Writing about a country in its own language was a great advantage, because in other places one was always interpreting and simplifying. Translation created a muffled obliqueness – one was always seeing the country sideways. But language grew out of the landscape – English out of England, and it seemed logical that the country could be accurately portrayed in its own language.

Le moderne teorie della traduzione dicono che, per ottenere una buona traduzione, è necessario interpretare un testo e renderlo nel modo migliore e maggiormente comprensibile nell’altra, mantenendo toni e colori locali per riuscire a calarsi meglio in quella cultura, senza renderla uguale alla nostra. Già Madame de Staël consigliava di non seguire il modello dei traduttori francesi che davano a tutto ciò che traducevano un colore francese, altrimenti non si riuscirà a cogliere la realtà e l’originalità della cultura altra:

[…] pour tirer de ce travail un véritable avantage, il ne faut pas, comme les François, donner sa propre couleur à tout ce qu’on traduit; quand même on devroit par là changer en or tout ce que l’on touche, il n’en résulteroit pas moins que l’on ne pourroit pas s’en nourrir; on n’y trouveroit pas des alimens nouveaux pour sa pensée, et l’on reverroit toujours le même visage avec des parures à peine différentes[2].

Nella scrittura di viaggio, ad esempio, spesso si leggono degli errori di trascrizione di nomi di luoghi, persone o cose: questo viene lasciato anche nelle traduzioni per dare maggiore credibilità al testo, indica l’errore della pronuncia, la difficoltà di comprensione della lingua a cui il viaggiatore è dovuto andare incontro.

John Urry e Chris Rojek, nella loro introduzione a Touring Cultures: Transformations of Travel and Theory[3], sottolineano la centralità del viaggio nella costruzione di una cultura. Secondo la loro tesi i viaggi culturali ed il turismo colto hanno giocato il loro ruolo nella costruzione delle culture nazionali. Michael Cronin aggiunge a questa idea l’importanza del ruolo del linguaggio oltre che del viaggio nella costruzione di una cultura: se riflettiamo sul fatto che molti luoghi sono diventati famosi grazie alla letteratura, allora queste mete di pellegrinaggio turistico acquistano un senso attraverso il testo e quindi attraverso il linguaggio. Nasce il viaggio letterario, un viaggio nuovo, che dà origine ad una nuova percezione dei luoghi, e lo fa in un momento di omogeneizzazione del viaggio.

Se mai siamo dei viaggiatori, siamo dei viaggiatori letterari. Un’associazione o un riferimento letterario possono entusiasmarci quanto una pianta o un animale raro[4].

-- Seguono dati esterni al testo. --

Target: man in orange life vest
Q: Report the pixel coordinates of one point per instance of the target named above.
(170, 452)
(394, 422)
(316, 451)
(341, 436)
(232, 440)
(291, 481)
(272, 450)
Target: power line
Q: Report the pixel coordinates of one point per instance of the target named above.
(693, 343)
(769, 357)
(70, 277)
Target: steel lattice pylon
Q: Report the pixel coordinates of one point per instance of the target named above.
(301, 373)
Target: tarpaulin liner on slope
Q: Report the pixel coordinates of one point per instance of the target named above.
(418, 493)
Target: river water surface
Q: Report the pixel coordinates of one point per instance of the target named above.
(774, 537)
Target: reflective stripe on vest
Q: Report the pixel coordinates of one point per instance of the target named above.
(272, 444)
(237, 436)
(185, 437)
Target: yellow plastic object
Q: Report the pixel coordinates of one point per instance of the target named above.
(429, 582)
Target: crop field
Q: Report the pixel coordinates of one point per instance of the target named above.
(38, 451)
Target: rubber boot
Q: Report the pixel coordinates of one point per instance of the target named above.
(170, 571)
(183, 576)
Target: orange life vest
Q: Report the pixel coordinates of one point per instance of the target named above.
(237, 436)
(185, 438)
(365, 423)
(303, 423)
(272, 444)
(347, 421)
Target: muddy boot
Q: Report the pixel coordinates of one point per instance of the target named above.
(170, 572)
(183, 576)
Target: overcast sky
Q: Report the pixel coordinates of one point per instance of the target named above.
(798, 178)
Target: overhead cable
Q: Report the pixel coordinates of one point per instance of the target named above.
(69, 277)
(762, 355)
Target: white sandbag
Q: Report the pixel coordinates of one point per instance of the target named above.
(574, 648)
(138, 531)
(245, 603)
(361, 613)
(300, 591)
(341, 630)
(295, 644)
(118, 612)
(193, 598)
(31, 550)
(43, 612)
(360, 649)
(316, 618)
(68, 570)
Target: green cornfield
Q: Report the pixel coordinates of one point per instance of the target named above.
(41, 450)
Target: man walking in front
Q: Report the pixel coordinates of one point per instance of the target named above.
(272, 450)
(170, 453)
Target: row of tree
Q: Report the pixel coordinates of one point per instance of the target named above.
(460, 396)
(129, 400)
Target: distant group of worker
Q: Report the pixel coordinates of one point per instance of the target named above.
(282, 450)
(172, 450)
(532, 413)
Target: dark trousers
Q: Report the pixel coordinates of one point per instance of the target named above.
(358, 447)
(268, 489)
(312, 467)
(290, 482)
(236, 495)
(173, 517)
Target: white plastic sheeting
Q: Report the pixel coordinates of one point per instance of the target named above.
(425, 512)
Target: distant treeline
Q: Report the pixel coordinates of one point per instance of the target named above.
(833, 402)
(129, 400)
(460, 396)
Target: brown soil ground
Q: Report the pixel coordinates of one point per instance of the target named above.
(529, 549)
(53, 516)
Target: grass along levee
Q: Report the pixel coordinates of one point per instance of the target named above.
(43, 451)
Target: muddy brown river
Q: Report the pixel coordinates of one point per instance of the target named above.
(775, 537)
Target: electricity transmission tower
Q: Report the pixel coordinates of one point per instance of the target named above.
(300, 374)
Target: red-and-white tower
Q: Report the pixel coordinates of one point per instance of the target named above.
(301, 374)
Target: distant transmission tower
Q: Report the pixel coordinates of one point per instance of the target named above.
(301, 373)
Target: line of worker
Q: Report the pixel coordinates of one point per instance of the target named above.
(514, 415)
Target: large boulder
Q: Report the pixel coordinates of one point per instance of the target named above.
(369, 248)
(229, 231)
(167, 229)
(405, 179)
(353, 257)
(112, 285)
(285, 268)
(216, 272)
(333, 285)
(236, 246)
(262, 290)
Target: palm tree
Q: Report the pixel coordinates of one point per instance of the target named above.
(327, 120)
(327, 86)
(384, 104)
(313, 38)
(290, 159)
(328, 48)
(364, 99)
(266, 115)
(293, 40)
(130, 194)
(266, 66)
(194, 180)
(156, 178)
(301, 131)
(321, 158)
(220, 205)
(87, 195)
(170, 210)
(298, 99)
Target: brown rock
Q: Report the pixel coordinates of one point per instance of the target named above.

Il viaggiatore, così come il lettore, si muovono in una geografia parallela, in una sorta di viaggio nel tempo più che nello spazio, alla ricerca di un genius loci che abitava quei luoghi e che viene rievocato attraverso reminiscenze letterarie. E’ qui che il viaggio ed il linguaggio si incontrano: il viaggio letterario diviene la zona di contatto tra i due elementi ed è grazie alla diffusione di un testo letterario che cresce l’interesse verso di esso e verso i luoghi in esso descritti. In questo processo ha un ruolo determinante la traduzione: “La traduzione è il mezzo per appropriarsi di una grande tradizione universale di geni, nella quale l’italiano Dante sta fianco a fianco con il greco Omero e l’inglese Shakespeare”.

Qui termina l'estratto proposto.